No less perplexing, Miami (13-3, 4-0 ACC), the lone unbeaten remaining in the ACC with wins over Michigan State, Maryland and North Carolina on the road, remains on the outside of the poll looking in. The Hurricanes are playing inspiring basketball, especially on the defensive end, minus their most valuable player (Reggie Johnson). For the coaches to exclude the current leader of a power conference while reserving spots Missouri and San Diego State, two four-loss teams mired in ugly slumps, is blasphemous. The Tigers lost by 30 over the weekend at Florida while the Aztecs dropped both games in the week.
This isn’t the first week the coaches have turned heads.

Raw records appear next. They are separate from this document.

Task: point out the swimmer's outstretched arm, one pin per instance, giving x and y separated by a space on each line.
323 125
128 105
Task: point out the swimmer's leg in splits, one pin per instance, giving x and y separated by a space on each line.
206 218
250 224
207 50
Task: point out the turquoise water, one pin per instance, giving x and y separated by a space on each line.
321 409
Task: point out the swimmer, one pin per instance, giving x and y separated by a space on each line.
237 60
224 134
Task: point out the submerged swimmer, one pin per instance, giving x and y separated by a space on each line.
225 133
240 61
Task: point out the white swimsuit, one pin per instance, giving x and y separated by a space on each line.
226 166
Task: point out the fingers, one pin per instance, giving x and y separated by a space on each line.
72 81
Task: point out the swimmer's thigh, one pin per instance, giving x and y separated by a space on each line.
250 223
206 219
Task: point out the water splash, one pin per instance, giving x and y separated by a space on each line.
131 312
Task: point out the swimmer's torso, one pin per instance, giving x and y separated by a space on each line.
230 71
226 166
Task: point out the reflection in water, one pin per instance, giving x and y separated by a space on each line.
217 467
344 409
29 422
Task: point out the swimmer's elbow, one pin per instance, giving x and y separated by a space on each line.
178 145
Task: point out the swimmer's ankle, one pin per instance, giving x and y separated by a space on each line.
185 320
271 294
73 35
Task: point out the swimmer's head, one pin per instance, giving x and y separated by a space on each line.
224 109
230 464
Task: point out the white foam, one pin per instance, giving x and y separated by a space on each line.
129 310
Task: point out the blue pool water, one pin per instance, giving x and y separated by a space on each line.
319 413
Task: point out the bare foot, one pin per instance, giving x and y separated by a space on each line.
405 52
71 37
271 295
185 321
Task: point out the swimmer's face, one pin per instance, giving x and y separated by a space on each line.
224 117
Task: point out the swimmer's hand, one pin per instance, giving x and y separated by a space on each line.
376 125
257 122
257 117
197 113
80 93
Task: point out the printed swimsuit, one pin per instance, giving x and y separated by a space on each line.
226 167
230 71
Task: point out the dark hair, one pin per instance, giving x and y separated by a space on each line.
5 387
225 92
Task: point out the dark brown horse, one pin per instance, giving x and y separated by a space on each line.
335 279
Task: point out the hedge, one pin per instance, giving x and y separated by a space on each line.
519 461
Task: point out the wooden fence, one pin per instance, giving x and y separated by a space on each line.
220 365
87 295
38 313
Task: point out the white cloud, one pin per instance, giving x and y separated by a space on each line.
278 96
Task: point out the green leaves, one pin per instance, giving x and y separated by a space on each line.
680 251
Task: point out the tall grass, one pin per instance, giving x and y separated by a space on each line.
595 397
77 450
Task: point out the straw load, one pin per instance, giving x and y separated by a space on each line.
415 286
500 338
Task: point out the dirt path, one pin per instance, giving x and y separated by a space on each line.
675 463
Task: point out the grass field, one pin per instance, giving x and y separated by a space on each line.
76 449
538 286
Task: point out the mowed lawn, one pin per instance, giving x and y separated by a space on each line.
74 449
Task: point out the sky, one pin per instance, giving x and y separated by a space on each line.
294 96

They senselessly handcuffed Kentucky in the Top 25 earlier in the year, even as the young Cats dropped two games in one week while their own head coach urged voters to reassess the team’s standing. Kentucky became the first-ever three-loss team as of Week 5 to retain a Top 25 ranking. VCU, a three-loss team which hasn’t lost since November, had to wait until early January (Week 10) to crack the poll for the first time. Way to go, coaches.
College coaches have enough on their plate as is (i.e. overseeing a viable, self-sustaining program). Let the media fill in with the weekly cross-comparing and trivial conjecture. Just like you wouldn’t ask an AP writer to coach, don’t expect a coach to do the job of a writer. Coaches are experts of their own teams, not national pundits. Don’t assume they’re qualified to analyze teams they may or may not even notice.
A random drawing of lottery balls would produce a fairer and more accurate reflection of the current college basketball landscape than the coaches’ Top 25. Please, do away with the parody poll now before the credibility of the coaching fraternity sinks any lower.